LA RIVOLTA DEGLI STATI A STELLE E STRISCE

Sempre nella giornata di ieri, una coalizione dei procuratori generali di 37 Stati americani ha chiesto a Facebook risposte su come Cambridge Analytica possa aver impropriamente ottenuto i dati di 50 milioni di utenti per influenzare risultati elettorali. Gli avvocati dello Stato vogliono sapere da Mark Zuckerberg nello specifico quali siano i termini per la cessione di informazioni a parti terze, quali siano i dati raccolti e quali misure di tutela sono state messe in piedi fino ad oggi. “In passato Facebook ha promesso di tutelare la privacy degli utenti ma dobbiamo essere certi che gli utenti possono fidarsi di Facebook. Con le risposte ottenute finora questa fiducia è venuta a mancare”, si legge nella lettera inviata dal gruppo di procuratori alla società di Zuckerberg.
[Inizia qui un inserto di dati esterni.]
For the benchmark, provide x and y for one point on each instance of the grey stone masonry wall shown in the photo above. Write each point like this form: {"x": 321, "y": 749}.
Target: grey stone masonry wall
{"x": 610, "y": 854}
I COMPAGNI TECH VOLTANO LE SPALLE A MARK

Primo è stato Elon, poi Tim. Alla fine della scorsa settimana il fondatore e ceo di SpaceX e Tesla Elon Musk ha rimosso da Facebook le proprie società, lasciando inattive le pagine ufficiali, chiara presa di posizione contro il social pietra dello scandalo sui dati. Sabato ci ha pensato invece il numero uno di Apple a esprimere tutto il suo dissenso sulla vicenda: intervenuto al forum annuale per lo sviluppo della Cina a Pechino, Tim Cook ha affermato: “Penso che questa determinata situazione sia così terribile ed è diventata così grande che probabilmente è necessario un regolamento ben congegnato. Per anni ci siamo preoccupati che le persone in molti Paesi stessero rinunciando ai dati probabilmente senza sapere a fondo ciò che stessero facendo ed eravamo certi che un giorno sarebbe successo qualcosa che avrebbe notevolmente offeso queste stesse persone. Sfortunatamente questa predizione si è avverata più di una volta”. Come ha riportato ieri il Sole 24 Ore, anche la ceo di Ibm, Ginny Rometty, ha in un convegno pubblico si è espressa su questa scia: “Se vuoi usare certe tecnologie devi far sapere agli utenti che le usi. Non deve essere una sorpresa. Le persone devono avere la possibilità di aderire o rifiutare con le modalità di “opt in” e “opt out”, e deve essere chiaro che la proprietà dei dati è di chi li crea”.